Maputo, 21 Sep (AIM) – Senior Mozambican journalist, Tomas Vieira Mario, has denounced the current public consultation on new mass media laws as “a pretence”.
Vieira Mario, cited in the independent daily “O Pais”, said the consultations were just a sham, and the final document will merely answer to “political interests”.
The bill on the media that will go before the country’s parliament, the Assembly of the Republic, has been re-drafted repeatedly, Vieira Mario did not believe that the current procedure will lead to any good results. He regarded the bill as ambiguous and, riddled with vague and problematic terminology.
He was particularly angered by an article on media ownership which would allow the State to acquire holdings in private media groups. Although this is dressed up with chatter about “public interest criteria”, Vieira Mario regarded any state takeover of private media as a threat to the freedoms of the press and of expression.
The bill also introduces a new government-run Mass Media Regulatory Authority, which seems to usurp the powers of the constitutionally enshrined Higher Mass Media Council (CSCS).

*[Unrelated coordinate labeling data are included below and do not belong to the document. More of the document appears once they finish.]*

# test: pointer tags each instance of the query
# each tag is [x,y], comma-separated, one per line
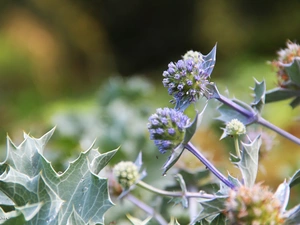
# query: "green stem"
[237,147]
[174,193]
[149,210]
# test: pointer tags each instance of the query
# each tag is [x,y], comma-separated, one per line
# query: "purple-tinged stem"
[255,118]
[190,147]
[283,133]
[149,210]
[249,114]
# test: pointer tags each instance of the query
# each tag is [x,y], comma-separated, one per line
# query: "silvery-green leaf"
[192,128]
[249,161]
[282,194]
[278,94]
[30,175]
[189,132]
[295,179]
[292,216]
[234,180]
[216,219]
[259,95]
[173,158]
[228,113]
[75,219]
[295,102]
[210,60]
[136,221]
[30,210]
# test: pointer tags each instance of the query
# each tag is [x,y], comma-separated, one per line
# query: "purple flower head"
[170,130]
[188,78]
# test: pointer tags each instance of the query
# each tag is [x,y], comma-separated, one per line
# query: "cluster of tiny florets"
[253,206]
[187,79]
[235,128]
[126,173]
[285,56]
[167,128]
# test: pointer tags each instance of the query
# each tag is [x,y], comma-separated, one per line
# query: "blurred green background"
[93,69]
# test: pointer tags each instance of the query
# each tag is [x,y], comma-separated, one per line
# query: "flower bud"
[187,79]
[256,205]
[167,128]
[286,56]
[235,128]
[126,173]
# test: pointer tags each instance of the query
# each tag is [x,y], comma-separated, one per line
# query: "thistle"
[167,128]
[126,173]
[285,58]
[235,128]
[187,79]
[251,206]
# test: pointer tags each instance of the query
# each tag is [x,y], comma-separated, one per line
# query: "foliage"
[32,192]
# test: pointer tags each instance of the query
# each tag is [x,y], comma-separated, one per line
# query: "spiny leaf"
[259,95]
[210,208]
[293,216]
[295,179]
[228,113]
[75,219]
[29,177]
[189,132]
[218,219]
[249,162]
[282,194]
[136,221]
[210,60]
[192,128]
[278,94]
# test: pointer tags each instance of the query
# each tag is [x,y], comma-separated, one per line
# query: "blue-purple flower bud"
[187,79]
[167,128]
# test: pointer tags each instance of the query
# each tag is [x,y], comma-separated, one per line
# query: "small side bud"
[126,173]
[255,205]
[235,128]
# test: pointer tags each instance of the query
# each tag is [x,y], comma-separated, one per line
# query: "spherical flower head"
[196,56]
[126,173]
[251,206]
[187,79]
[285,56]
[167,128]
[235,128]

Vieira Mario is a former chairperson of the CSCS, as well as of the Mozambican chapter of the regional press freedom body MISA (Media Institute of Southern Africa).

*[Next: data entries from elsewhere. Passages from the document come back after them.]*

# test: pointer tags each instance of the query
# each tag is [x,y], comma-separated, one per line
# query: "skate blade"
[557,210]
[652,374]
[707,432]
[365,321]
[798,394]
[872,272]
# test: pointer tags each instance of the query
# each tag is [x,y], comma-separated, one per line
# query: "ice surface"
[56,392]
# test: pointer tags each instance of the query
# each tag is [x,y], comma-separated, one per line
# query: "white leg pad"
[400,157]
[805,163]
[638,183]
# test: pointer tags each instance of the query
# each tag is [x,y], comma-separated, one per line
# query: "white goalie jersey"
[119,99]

The new body would also deprive the current government Press Office (Gabinfo) of its power to license, inspect and sanction the mass media. The bill does not make it clear whether Gabinfo would continue in any form at all.
Another piece of unwarranted interference is the demand that any media outlet, with five journalists or more, must set up an Editorial Council, regardless of whether the journalists want such a body.
Particularly alarming is an article in the bill which elevates the President of the Republic, and foreign heads of state, above the law. Any criticism of the President will make the journalist who wrote it, and the media where it was published, liable to a defamation suit, and the fact that the criticism is true will be no defence.
This deeply shocking clause extends to foreign heads of state, no matter how murderous their behaviour.